Which he doesn’t do solo at the now-familiar cocktail lounge. Instead, Jack abruptly becomes an ugly drunk before Jeffrey, Stephanie and Stevie — something that Perry, the playwright, couldn’t allow to occur when he needed to land so many funny lines. (And again, those jokes do land.) However, Jack declaiming from a tabletop and then passing out signals Perry’s switch from comedy to dramedy. From here on, Jack’s insists that he can control his drinking. He tells Stephanie that his indulgence is not all that different from her sleeping around for big money.
The ensuing action — much of it taking place later, in a pregnancy ward, during Stevie’s complicated delivery — finds Perry at his most unflinching. Any upbeat finish is only reached through changes in the troubled Jack-Stephanie pairing, which Perry craftily positions in contrast to the loving partnership that Jeffrey and Stevie build through their differences.
Director Lindsay Posner, who directed the play’s London premiere, establishes with palpable authority the feeling of four contemporary LA folks experiencing friendship and love in the context of 2017.
Blessed with the good looks of a 30-something career woman, Morrison’s Stephanie has no trouble playing someone able to handle any career. (Costumer Sarah Laux knows exactly what she’d have in her wardrobe.) Kim’s Stevie is asked to be a nervous woman worried that bad taste in men is affecting her childbearing prospects. Dunn-Baker’s Jeffrey, donning an on-trend beard, is a genuinely nice guy.
No longer the trim 24-year-old he was when NBC introduced Friends, Perry, who turns 48 this August, is sitcom-slick as the amusing Jack — the type of man of whom there’s one at every blowout. When playwright Perry lets Jack loose to be who he really becomes, actor Perry holds nothing back — not the anger, not the long-hidden fear, not the incipient paunch creeping over his belt. It’s a brave performance because it’s implicit that Perry, who famously battled opioid and alcohol addiction, is impersonating himself. Just how close is Jack to Perry? I’ll guess that when Jack offers his first share at an Alcoholics Anonymous meeting, what he says about being an alcoholic is very close to what Matthew P. said at his first meeting..
Still, it’s hardly new for a celebrity to declare addiction. People magazine, for one, has made a business out of such public confessions, which Perry knows: he, too, talked to the magazine.

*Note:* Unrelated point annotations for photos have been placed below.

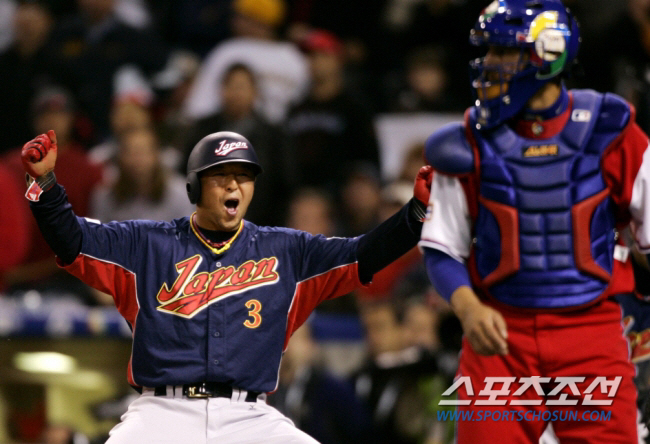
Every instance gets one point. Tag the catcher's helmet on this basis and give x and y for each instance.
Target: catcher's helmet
(216, 149)
(544, 30)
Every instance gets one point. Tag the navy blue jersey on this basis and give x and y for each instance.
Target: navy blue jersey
(204, 314)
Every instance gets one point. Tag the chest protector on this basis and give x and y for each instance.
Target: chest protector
(546, 222)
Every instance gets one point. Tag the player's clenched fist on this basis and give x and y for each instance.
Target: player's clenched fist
(39, 155)
(422, 187)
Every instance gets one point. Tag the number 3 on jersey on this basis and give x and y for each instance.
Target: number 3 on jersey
(254, 306)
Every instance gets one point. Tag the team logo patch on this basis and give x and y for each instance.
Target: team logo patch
(192, 292)
(581, 115)
(224, 148)
(541, 150)
(34, 192)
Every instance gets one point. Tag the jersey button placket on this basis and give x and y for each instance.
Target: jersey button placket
(215, 344)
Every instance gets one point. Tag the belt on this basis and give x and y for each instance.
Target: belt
(207, 390)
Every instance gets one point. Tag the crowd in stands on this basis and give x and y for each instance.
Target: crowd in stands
(130, 86)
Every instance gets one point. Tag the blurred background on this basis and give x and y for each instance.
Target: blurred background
(336, 96)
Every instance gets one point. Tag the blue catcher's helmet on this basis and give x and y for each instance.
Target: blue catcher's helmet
(548, 37)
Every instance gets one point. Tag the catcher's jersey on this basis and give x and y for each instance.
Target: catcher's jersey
(204, 314)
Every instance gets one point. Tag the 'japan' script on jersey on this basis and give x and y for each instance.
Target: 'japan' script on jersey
(200, 313)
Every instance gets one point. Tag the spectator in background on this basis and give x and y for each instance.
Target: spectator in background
(172, 86)
(426, 83)
(280, 67)
(319, 404)
(412, 162)
(53, 109)
(312, 210)
(144, 188)
(389, 383)
(25, 67)
(92, 46)
(238, 95)
(330, 128)
(625, 60)
(193, 25)
(359, 198)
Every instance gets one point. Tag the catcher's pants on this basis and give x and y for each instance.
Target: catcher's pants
(588, 343)
(179, 420)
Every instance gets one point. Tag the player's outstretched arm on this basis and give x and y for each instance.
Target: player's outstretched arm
(398, 234)
(49, 203)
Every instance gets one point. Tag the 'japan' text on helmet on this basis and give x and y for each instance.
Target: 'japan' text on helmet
(216, 149)
(548, 37)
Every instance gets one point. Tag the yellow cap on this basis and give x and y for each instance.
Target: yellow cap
(269, 12)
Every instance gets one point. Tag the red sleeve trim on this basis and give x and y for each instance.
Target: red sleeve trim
(110, 278)
(311, 292)
(621, 162)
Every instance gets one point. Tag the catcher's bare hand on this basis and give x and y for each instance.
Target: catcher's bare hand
(484, 327)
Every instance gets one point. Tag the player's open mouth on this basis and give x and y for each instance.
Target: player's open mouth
(231, 206)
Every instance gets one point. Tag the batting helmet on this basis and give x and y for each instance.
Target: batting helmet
(216, 149)
(546, 33)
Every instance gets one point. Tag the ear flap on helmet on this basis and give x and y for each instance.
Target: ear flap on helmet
(193, 187)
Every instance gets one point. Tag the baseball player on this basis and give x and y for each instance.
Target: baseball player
(528, 198)
(211, 299)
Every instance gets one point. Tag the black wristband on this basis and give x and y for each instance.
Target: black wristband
(418, 210)
(46, 181)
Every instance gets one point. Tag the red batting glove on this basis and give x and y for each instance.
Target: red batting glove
(422, 187)
(39, 155)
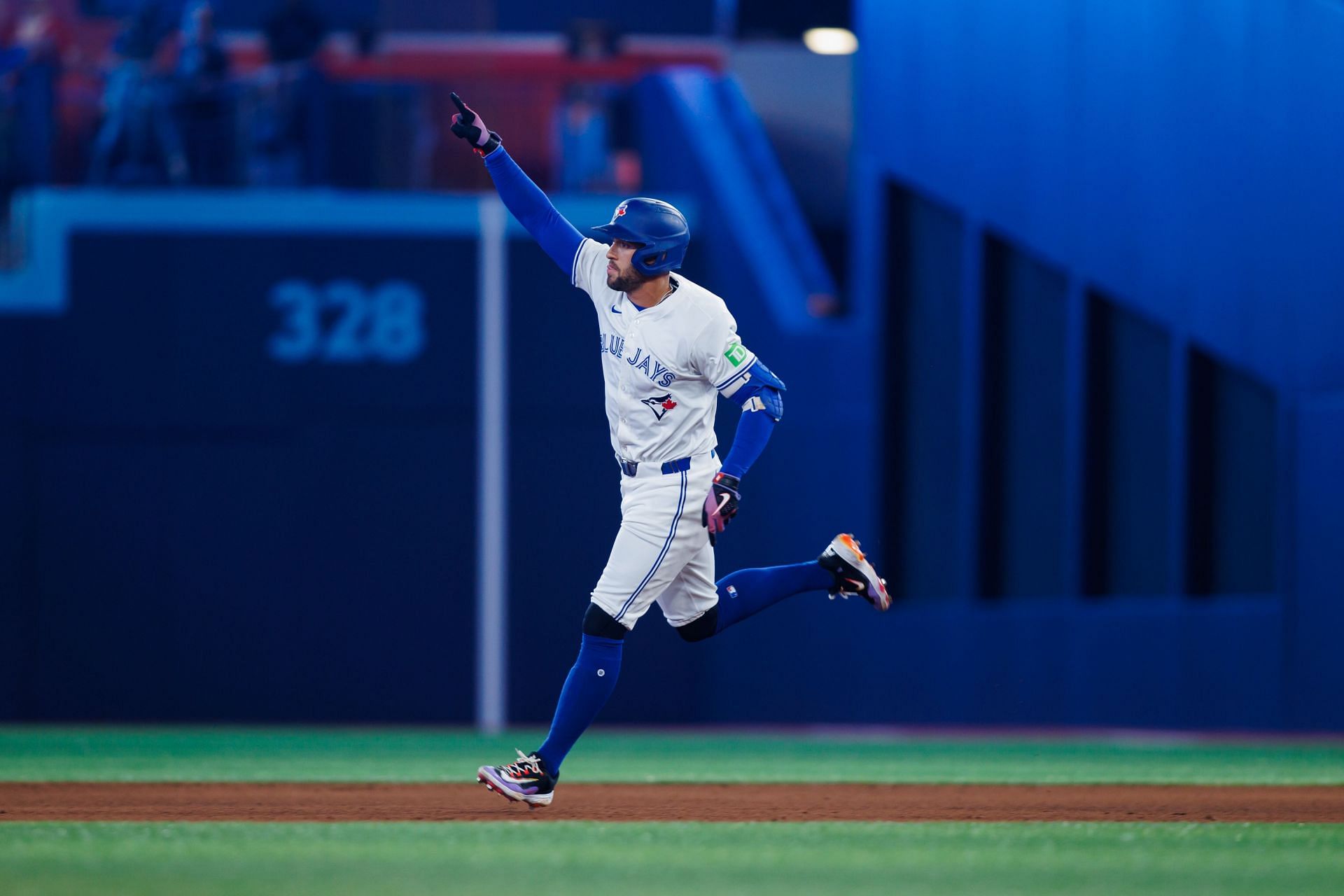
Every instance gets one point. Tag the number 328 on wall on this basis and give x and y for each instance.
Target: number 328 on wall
(343, 323)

In real life, he has also gone well beyond outing himself; for a period of time, he even turned his former Malibu home into a recovery facility called The Perry House.
It’s as clear as the bottom of a highball glass that The End of Longing is another way for Perry to send his sobering message forward. He’s done it rather well. Let’s raise a flute of sparkling water to him.